New Zealand opposition leader Todd Muller unexpectedly resigned on Tuesday after just over 50 days in the role, leaving the conservative National Party scrambling to find a new leader to face Prime Minister Jacinda Ardern in the Sept. 19 election. Muller became opposition leader in May, following a string of opinion polls that showed Ardern’s Labour Party was set to retain power. But he said the role had taxed his health and he wanted to spend more time with his family. “The role has taken a heavy toll on me personally, and on my family, and this has become untenable from a health perspective,” he said in a statement. New Zealand media reported deputy National Party leader Nikki Kaye will lead the party until a permanent leader is selected. It will be the opposition’s third leader in four months. Muller was embroiled in a scandal as opposition leader when a National member of parliament leaked confidential information about New Zealand’s coronavirus cases to the media. The incident dealt a severe blow to the opposition’s electoral chances.
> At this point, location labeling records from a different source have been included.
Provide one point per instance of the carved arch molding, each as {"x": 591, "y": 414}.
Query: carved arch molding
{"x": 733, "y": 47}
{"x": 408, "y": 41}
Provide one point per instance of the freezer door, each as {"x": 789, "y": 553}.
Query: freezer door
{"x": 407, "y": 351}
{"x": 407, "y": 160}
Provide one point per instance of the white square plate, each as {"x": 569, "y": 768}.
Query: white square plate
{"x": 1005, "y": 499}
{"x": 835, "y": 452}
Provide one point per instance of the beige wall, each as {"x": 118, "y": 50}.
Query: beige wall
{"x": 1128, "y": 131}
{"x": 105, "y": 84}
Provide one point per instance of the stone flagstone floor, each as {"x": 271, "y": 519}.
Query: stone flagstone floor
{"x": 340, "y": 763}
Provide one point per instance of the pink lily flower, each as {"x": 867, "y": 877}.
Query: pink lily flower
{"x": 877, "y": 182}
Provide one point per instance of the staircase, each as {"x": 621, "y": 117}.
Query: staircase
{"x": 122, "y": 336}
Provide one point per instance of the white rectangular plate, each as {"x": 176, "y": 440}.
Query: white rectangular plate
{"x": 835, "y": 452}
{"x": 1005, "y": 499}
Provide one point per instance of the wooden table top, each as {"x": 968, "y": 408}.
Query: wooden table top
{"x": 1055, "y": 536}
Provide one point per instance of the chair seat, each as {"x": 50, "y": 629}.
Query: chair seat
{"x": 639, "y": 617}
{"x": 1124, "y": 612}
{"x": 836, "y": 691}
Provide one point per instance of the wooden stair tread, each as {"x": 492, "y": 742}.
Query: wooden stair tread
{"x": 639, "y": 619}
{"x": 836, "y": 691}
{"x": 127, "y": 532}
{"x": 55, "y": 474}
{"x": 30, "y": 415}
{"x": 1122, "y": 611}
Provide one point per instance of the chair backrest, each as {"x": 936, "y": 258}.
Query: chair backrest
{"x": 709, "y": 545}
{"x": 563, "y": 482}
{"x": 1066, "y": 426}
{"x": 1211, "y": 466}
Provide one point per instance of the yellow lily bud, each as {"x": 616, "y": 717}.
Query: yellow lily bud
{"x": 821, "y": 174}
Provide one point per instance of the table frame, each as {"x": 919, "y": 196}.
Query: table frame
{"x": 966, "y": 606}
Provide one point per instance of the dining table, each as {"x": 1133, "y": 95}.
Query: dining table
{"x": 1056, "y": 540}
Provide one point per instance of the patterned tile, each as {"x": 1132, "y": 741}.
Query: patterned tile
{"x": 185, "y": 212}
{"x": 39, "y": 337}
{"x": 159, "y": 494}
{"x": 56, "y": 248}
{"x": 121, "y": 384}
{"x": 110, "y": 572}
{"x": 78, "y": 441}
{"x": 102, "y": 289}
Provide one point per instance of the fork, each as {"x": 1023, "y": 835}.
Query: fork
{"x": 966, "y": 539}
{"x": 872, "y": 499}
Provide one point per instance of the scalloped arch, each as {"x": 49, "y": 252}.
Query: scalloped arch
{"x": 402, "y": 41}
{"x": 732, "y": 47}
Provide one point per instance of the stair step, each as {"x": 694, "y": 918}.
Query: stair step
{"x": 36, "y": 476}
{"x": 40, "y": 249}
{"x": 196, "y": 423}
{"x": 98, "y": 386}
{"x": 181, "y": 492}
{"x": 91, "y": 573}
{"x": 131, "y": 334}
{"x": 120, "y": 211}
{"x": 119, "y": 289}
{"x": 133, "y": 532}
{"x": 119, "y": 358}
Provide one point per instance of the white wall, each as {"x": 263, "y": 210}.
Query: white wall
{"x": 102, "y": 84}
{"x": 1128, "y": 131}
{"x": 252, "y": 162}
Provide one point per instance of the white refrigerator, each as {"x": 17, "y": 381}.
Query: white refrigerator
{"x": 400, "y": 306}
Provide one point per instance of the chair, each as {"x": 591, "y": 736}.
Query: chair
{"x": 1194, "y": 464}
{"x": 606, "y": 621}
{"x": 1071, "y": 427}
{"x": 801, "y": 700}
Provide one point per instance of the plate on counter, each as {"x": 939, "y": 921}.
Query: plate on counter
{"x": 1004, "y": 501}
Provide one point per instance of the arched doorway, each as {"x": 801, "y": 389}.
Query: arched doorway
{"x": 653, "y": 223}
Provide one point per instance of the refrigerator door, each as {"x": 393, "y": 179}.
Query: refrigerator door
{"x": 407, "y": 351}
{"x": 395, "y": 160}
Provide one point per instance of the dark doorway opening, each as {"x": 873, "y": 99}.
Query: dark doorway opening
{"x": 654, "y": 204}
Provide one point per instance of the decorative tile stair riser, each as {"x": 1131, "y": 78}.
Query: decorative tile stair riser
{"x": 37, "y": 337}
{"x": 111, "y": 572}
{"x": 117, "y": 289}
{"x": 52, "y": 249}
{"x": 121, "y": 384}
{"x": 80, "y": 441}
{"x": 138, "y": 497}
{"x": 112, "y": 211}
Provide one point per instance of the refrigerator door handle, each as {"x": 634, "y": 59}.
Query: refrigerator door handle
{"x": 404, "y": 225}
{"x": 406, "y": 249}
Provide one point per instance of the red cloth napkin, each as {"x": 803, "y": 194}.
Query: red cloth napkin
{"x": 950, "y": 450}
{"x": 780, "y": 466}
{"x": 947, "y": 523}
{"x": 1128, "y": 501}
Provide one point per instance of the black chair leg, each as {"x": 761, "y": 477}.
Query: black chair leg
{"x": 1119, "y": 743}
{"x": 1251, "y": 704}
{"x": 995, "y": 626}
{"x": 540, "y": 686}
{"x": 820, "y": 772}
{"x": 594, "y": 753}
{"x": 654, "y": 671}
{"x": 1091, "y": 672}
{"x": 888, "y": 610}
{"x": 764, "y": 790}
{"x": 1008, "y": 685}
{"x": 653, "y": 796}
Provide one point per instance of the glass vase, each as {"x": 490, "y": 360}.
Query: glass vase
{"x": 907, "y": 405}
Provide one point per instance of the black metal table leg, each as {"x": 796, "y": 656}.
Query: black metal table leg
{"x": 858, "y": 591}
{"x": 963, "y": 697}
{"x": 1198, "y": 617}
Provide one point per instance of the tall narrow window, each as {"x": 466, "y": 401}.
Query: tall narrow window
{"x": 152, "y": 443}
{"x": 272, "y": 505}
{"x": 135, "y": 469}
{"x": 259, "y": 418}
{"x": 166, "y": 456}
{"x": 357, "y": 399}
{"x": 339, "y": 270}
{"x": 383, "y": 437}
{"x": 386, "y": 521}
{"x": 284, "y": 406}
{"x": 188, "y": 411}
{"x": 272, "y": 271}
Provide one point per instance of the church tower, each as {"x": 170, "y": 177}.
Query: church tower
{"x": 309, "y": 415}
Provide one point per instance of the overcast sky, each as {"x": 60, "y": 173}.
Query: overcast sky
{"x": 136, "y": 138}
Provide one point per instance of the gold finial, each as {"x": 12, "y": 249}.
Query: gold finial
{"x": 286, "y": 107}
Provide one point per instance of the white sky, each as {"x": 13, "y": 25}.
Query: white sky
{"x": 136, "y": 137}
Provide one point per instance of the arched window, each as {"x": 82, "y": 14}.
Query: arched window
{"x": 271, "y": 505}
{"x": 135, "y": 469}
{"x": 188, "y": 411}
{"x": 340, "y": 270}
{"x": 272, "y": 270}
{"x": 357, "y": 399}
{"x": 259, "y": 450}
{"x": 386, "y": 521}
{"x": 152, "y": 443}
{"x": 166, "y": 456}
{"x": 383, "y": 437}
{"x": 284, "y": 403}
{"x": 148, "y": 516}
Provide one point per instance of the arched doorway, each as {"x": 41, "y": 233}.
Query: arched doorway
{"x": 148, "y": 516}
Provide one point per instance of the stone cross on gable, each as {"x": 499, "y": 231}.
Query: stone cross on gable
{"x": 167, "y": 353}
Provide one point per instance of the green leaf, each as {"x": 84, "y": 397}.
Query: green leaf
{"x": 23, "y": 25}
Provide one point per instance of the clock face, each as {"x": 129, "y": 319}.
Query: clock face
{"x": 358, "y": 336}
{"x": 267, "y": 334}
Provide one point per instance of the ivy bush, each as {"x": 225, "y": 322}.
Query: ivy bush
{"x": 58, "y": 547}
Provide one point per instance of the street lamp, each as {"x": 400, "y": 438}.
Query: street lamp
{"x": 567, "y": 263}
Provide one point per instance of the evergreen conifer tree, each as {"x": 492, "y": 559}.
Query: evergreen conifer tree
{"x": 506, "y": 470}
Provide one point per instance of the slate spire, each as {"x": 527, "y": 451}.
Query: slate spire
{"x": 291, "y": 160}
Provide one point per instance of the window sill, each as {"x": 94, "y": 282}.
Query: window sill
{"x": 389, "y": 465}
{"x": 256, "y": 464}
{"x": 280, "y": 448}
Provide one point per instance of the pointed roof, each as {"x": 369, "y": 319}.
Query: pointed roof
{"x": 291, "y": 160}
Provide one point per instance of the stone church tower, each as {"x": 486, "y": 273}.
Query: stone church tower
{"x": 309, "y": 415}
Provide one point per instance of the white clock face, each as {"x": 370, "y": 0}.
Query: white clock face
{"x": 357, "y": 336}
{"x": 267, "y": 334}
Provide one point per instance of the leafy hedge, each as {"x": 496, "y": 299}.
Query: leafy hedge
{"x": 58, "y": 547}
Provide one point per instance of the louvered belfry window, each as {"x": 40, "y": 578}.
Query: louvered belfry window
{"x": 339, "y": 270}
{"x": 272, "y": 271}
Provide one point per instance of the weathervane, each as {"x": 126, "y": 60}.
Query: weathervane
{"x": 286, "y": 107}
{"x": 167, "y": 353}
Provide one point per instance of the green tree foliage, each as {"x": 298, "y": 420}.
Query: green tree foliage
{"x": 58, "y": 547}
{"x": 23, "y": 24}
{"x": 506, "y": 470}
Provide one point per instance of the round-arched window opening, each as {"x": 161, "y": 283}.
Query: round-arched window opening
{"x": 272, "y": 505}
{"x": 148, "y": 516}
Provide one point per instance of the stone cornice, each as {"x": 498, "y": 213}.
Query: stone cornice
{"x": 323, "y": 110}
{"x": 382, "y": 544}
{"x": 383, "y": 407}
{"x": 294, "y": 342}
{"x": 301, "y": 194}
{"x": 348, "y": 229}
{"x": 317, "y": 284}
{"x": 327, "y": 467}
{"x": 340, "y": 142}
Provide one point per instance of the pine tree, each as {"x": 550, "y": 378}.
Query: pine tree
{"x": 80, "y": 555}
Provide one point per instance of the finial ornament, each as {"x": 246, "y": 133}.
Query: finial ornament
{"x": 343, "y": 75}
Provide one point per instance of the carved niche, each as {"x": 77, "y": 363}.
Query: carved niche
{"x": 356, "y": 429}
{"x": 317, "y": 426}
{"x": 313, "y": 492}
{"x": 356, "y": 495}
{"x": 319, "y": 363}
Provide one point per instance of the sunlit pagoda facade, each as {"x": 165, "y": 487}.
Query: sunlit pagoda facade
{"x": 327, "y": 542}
Ardern passed on her best wishes for Muller and his family. “No matter what side of Parliament you’re sitting, politics is a difficult place,” the prime minister said in a statement. New Zealand goes to the polls in September in what is expected to be a coronavirus-dominated campaign. Recent opinion polls have predicted that Labour could govern on its own, without needing a coalition partner, helped by the soaring popularity of Ardern with most New Zealanders approving of her government’s handling of the crisis. New Zealand had 25 active cases of COVID-19 as of Tuesday, all from returning New Zealanders from overseas. It has recorded 22 deaths from nearly 1,200 confirmed cases.